The siblings' declaration in May this year of working for a harmonious environment was partly due to two influences -- Prime Minister Manmohan Singh and mother Kokilaben, who implemented the division of the multi-billion dollar Reliance empire in 2005, the author Hamish McDonald has written in the new book 'Ambani and Sons'.
Terming the two brothers as "real life slumdog billionaires", McDonald notes that the continuing story of Mukesh and Anil was "unlikely to become dull."
According to the author, it is not the end of the Ambani story -- "merely a pause".
His previous book 'Polyester Prince', published in 1998 and focussed mostly on Ambani family patriarch Dhirubhai Ambani, generated a lot of controversy and could never be released in India after Ambani group moved court against its publication here.
However, the new book, which takes forward the story of Ambani family and talks about the feud between the two Ambani brothers Mukesh and Anil as also their recent truce, has managed to get published in India.
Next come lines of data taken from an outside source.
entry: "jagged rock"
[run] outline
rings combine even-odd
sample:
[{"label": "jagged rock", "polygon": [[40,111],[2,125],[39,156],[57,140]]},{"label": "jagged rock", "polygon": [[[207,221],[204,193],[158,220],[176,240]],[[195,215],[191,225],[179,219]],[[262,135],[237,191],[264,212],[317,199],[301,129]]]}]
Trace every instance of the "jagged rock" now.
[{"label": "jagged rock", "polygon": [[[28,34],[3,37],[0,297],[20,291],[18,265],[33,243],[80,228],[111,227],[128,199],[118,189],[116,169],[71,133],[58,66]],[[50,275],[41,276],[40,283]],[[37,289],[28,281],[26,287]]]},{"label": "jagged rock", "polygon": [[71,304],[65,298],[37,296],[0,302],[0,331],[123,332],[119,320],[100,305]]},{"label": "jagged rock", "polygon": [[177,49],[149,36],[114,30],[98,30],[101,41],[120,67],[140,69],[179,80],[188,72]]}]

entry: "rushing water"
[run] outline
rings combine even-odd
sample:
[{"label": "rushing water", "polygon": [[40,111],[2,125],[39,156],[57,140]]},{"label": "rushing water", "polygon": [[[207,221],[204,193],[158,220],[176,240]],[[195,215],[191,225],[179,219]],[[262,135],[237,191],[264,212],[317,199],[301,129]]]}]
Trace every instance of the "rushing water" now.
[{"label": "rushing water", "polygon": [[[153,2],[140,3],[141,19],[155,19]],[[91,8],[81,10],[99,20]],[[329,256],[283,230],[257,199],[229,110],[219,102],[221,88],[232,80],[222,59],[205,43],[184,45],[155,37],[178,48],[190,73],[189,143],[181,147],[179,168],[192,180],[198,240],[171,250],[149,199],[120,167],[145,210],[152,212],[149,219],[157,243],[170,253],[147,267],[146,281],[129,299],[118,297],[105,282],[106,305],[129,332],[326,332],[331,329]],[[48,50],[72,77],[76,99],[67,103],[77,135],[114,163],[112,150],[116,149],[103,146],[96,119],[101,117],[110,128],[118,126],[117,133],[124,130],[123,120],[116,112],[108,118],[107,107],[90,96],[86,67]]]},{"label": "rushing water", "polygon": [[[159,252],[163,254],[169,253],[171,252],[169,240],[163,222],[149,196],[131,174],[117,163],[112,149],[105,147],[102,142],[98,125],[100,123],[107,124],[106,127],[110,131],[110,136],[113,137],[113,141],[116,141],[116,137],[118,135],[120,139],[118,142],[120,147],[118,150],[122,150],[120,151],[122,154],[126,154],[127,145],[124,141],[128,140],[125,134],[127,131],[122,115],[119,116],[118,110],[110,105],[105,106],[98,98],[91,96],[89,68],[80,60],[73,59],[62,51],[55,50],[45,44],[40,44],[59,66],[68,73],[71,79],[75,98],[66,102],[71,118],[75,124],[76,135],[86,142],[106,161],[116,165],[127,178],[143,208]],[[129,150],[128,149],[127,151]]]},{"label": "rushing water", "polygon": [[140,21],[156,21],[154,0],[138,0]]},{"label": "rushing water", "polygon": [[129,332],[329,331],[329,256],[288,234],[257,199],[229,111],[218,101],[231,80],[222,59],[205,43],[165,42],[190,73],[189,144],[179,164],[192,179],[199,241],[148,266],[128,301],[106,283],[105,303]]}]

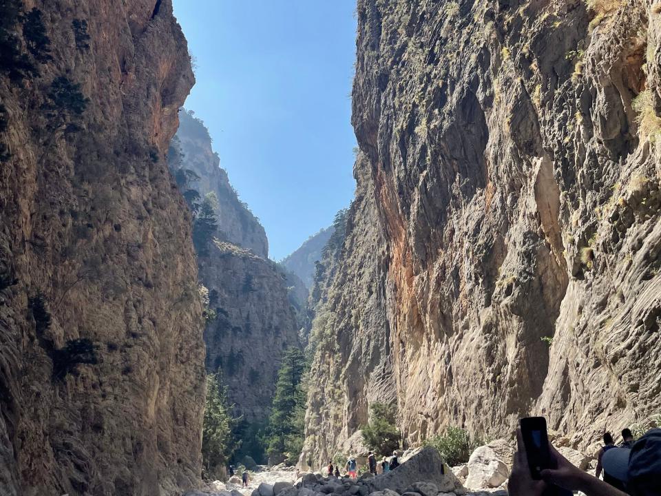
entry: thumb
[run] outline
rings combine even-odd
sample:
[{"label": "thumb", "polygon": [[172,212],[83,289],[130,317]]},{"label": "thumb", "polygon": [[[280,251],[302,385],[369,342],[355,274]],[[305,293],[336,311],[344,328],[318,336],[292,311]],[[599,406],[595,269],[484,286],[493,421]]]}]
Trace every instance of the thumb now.
[{"label": "thumb", "polygon": [[547,482],[556,482],[560,477],[559,471],[556,468],[545,468],[540,471],[540,475]]}]

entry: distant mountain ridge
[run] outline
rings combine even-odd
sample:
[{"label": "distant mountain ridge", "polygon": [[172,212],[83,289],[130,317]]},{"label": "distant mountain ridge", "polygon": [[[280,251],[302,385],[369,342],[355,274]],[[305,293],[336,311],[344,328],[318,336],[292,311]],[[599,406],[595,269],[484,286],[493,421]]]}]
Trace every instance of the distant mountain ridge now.
[{"label": "distant mountain ridge", "polygon": [[185,109],[179,112],[179,121],[175,138],[180,143],[186,167],[199,176],[191,186],[201,196],[216,194],[218,231],[224,235],[222,236],[224,240],[268,258],[269,240],[264,227],[229,183],[227,172],[220,167],[220,159],[211,147],[211,138],[204,123]]},{"label": "distant mountain ridge", "polygon": [[314,283],[315,262],[322,259],[322,251],[333,233],[333,227],[322,229],[302,244],[280,263],[297,276],[308,290]]}]

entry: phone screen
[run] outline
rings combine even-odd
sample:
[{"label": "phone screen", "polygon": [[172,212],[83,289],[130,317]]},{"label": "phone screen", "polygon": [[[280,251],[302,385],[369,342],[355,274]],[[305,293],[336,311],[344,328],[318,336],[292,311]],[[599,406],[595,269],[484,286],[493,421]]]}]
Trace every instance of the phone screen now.
[{"label": "phone screen", "polygon": [[543,417],[528,417],[521,419],[521,434],[525,444],[525,453],[533,479],[542,478],[540,472],[551,468],[549,452],[549,437],[546,433],[546,420]]}]

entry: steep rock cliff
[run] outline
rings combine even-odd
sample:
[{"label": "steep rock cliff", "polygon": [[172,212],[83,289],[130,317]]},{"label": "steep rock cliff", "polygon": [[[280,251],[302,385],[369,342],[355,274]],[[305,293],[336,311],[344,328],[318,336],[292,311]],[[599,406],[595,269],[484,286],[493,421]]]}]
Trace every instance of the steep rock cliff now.
[{"label": "steep rock cliff", "polygon": [[262,422],[282,353],[300,346],[285,275],[275,262],[219,240],[198,264],[216,312],[204,331],[207,369],[222,370],[236,415],[249,424]]},{"label": "steep rock cliff", "polygon": [[[235,415],[254,428],[268,415],[283,351],[300,346],[304,302],[296,289],[302,282],[268,259],[264,228],[219,167],[204,123],[189,113],[180,116],[171,154],[176,167],[198,176],[182,184],[218,200],[218,227],[198,254],[200,282],[215,315],[204,330],[207,370],[220,369]],[[178,147],[180,154],[172,150]]]},{"label": "steep rock cliff", "polygon": [[269,241],[264,227],[229,183],[227,171],[220,167],[220,159],[211,149],[211,138],[204,123],[185,110],[180,113],[180,121],[176,136],[184,163],[199,176],[190,186],[202,196],[213,192],[218,198],[218,236],[266,258]]},{"label": "steep rock cliff", "polygon": [[288,270],[300,278],[307,288],[312,287],[314,283],[315,263],[322,259],[322,250],[331,234],[332,227],[321,229],[306,239],[300,247],[280,262]]},{"label": "steep rock cliff", "polygon": [[325,463],[376,399],[410,444],[532,413],[585,446],[658,411],[658,6],[357,16],[359,197],[315,322],[302,461]]},{"label": "steep rock cliff", "polygon": [[204,397],[190,218],[164,159],[186,41],[170,0],[17,3],[0,33],[0,493],[180,494]]}]

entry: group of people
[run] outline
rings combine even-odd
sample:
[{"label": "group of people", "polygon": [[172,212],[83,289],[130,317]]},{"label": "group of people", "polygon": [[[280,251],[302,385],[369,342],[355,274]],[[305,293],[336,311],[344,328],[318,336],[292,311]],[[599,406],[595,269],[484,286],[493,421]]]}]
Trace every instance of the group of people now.
[{"label": "group of people", "polygon": [[[598,477],[603,474],[604,481],[608,482],[611,486],[616,487],[620,490],[625,490],[624,483],[620,481],[616,476],[609,473],[609,471],[604,470],[603,457],[604,455],[613,448],[625,448],[631,449],[633,446],[633,434],[629,428],[622,430],[622,442],[619,446],[616,446],[613,436],[607,432],[604,434],[604,446],[599,451],[599,455],[597,457],[597,468],[595,475]],[[608,457],[610,457],[609,455]],[[612,469],[610,469],[612,470]]]},{"label": "group of people", "polygon": [[[374,454],[374,451],[370,451],[367,457],[367,463],[368,467],[370,471],[370,473],[377,475],[377,466],[379,464],[377,461],[377,457]],[[392,456],[388,458],[384,457],[383,459],[381,461],[381,473],[386,473],[389,472],[391,470],[395,470],[398,466],[399,466],[399,459],[397,457],[397,452],[393,451]],[[351,477],[352,479],[358,478],[358,462],[356,462],[355,457],[350,456],[348,459],[346,461],[346,464],[344,465],[345,474]],[[335,475],[336,477],[340,477],[339,473],[339,464],[336,464],[333,466],[333,462],[330,461],[328,462],[328,466],[327,468],[328,477]]]},{"label": "group of people", "polygon": [[[510,496],[571,495],[587,496],[661,496],[661,428],[648,431],[634,440],[631,431],[622,431],[622,442],[616,446],[609,433],[598,455],[596,477],[573,465],[552,446],[553,468],[542,470],[541,479],[532,478],[521,430],[516,432],[518,449],[507,484]],[[599,479],[603,475],[604,479]]]}]

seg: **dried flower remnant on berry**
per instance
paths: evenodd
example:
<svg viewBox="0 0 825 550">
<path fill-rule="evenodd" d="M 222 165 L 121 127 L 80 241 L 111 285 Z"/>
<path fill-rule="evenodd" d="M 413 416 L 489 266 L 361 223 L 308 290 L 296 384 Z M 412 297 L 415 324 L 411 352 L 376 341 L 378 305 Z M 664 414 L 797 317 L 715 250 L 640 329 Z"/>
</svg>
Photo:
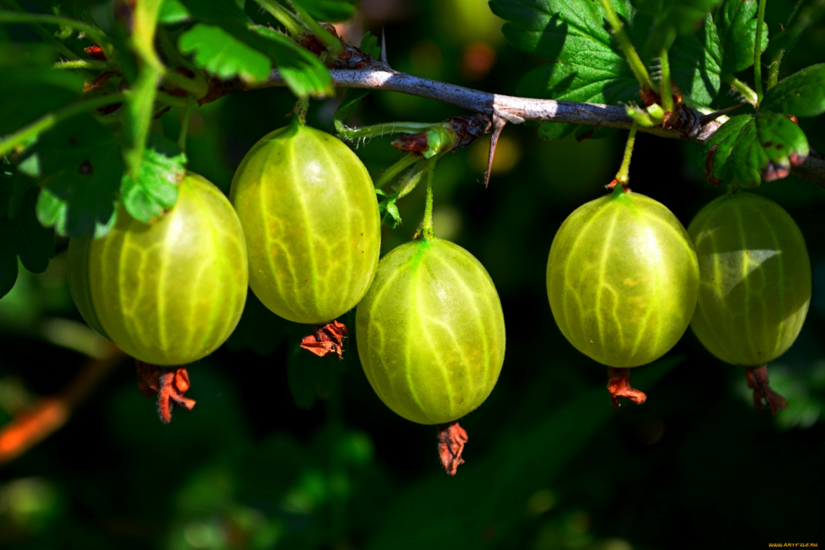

The book says that two influences, that is Prime Minister's Office and Kokilaben, were partly responsible for the joint statement that spoke about striving for an environment of harmony, co-operation and collaboration.
"One was the office of the Prime Minister Manmohan Singh, which had been urging the brothers to stop their public fighting in the overall interests of India.
"The other was Kokilaben, who was undoubtedly anguished by the continuing rift in her family and the unfavourable attention it was bringing," the book points out.
As per the book, even without these influences, "commercial realism" would have impelled the modification of the family agreement and the pledge of cooperation".
In the new book, the author opines that the master agreement for the sale of gas from Mukesh's offshore field to younger Anil's power plant at Dadri seemed more like a "truce, a reaching for a modus vivendi, than a firm peace, let along a rebuilt alliance".
"The sniping had stopped, but the signs of active collaboration were yet to come," he writes in the book that has come within months of the two group announcing a truce.
The author says that Mukesh and Anil showed a hungry ambition, more often found in a first generation entrepreneur, perhaps because they had been involved from very young ages in their father Dhirubhai Ambani's business life.
Regarding the two empires led by Mukesh and Anil, McDonald wonders, "Had the entrepreneurial drive of Dhirubhai been dissipated? Each of the brothers se out to show the world that the spirit lay with him".
As per the book, the two brothers played a constant game of "one-upmanship" against the other, citing instances such as Mukesh buying an IPL cricket team and during the same time, reports had suggested that Anil was eyeing a English football club.
On the infamous years-long succession battle that led to the division of Reliance empire, McDonald says that communication between the two siblings came down to stiff press comments by spokesmen and mounting number of court actions.
"However, both were said to put on a display of politeness at weekly breakfasts with their mother at Sea Wind," according to the book.